Online Program Instructions
Use the tabs to the right of the page to see the workouts broken down by phase. The first tab, “Foundation Phase” provides an outline of the weekly training schedule during phase one. The second tab, “Weeks 1-4 Workouts” provides the strength workouts for the first phase. The subsequent phases are in the appropriate order as they are listed below. Please ask the staff if you have any questions or confusion about what workout you should be doing. Our contact information is under the “About Us” heading at the top of the page. Have a safe and healthy off-season!
1. Foundation Phase — Weeks 1-4
This is the beginning of the program. Train with goals of increasing muscle mass, decreasing body fat, and improving endurance. This phase will prepare you for the more intense workouts of the Strength, Power, and Transfer/Sharpening Phases.
2. Strength Phase — Weeks 5-10
With an existing training base, the goal is to now increase overall strength by increasing the intensity of our lifts (i.e. choosing heavier weights). The training volume will be reduced slightly from the Foundation Phase in some exercises. However, the overall workload is greater due to the higher training intensity.

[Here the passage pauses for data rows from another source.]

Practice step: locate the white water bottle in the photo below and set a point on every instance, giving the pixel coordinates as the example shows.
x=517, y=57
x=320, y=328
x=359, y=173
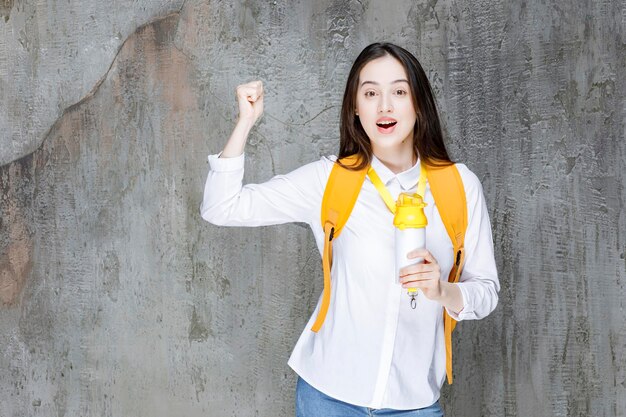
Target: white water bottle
x=410, y=222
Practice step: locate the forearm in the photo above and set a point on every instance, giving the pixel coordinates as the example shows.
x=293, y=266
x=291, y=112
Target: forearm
x=451, y=297
x=237, y=141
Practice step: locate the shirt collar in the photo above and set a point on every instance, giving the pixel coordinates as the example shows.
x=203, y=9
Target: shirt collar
x=407, y=179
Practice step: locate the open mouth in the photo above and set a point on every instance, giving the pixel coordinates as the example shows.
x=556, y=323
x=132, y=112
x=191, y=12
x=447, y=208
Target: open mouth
x=386, y=126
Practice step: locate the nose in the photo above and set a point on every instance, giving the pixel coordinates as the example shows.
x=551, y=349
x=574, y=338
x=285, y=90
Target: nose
x=385, y=105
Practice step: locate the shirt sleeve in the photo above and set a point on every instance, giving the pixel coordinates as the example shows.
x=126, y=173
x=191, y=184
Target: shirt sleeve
x=478, y=282
x=293, y=197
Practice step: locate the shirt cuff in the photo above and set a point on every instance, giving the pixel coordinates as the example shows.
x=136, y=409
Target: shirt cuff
x=466, y=312
x=226, y=164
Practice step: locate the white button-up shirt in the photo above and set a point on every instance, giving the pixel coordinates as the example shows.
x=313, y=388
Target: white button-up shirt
x=373, y=350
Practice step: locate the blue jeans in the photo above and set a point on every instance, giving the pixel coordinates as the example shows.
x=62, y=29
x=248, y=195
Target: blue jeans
x=312, y=403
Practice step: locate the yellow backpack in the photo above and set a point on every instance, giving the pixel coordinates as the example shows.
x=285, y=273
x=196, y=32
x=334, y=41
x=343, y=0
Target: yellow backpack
x=343, y=188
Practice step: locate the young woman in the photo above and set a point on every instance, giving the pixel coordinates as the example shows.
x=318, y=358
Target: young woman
x=374, y=355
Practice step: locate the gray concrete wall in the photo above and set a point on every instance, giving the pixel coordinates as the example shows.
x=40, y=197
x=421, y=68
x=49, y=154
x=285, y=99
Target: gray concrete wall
x=117, y=300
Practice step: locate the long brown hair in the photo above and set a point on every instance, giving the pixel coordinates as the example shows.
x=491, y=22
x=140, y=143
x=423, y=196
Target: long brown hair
x=428, y=141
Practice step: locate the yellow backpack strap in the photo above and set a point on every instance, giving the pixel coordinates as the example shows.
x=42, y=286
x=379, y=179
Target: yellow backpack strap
x=447, y=188
x=342, y=189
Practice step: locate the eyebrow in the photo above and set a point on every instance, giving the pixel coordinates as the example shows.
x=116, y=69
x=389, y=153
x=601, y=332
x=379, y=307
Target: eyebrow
x=402, y=80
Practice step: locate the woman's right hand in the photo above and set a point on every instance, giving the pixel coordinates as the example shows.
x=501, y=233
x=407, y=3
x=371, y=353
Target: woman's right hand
x=250, y=100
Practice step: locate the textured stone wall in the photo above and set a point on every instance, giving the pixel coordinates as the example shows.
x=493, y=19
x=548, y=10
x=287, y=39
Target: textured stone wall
x=116, y=299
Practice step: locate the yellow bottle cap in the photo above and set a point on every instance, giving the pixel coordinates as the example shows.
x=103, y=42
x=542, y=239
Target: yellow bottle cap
x=410, y=212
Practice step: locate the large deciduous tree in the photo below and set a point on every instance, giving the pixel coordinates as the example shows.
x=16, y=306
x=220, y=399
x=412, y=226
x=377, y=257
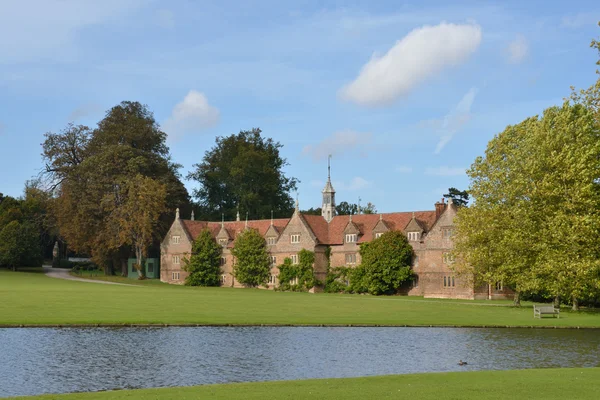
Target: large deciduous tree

3. Power Phase — Weeks 11-14
Having progressed our strength in the previous phase, our goal now is to emphasize power development. Power is the combination of strength and speed. Our training intensity will remain high (continuing to increase), and our training focus should be on moving the weight in an explosive manner. Even when the weight is too challenging to move quickly, having the intent to move fast will result in improved muscle power. Be cautious to remain in control during the lowering phases of all lifts when applying this technique. Being explosive and powerful is not reckless and should not disregard safe training technique.
4. Skill Transfer & Sharpening Phase — Weeks 15-18
This phase is the transition between off-season training and on-field activity. Our strength levels will peak and speed will be progressed from the Power Phase. With baseball activity having already begun, training includes a directional movement emphasis in order to better represent on-field physical demands. Being able to move well in all directions is fundamental to improving athleticism.
“You never rise to the occasion, you merely fall to your level of preparation.”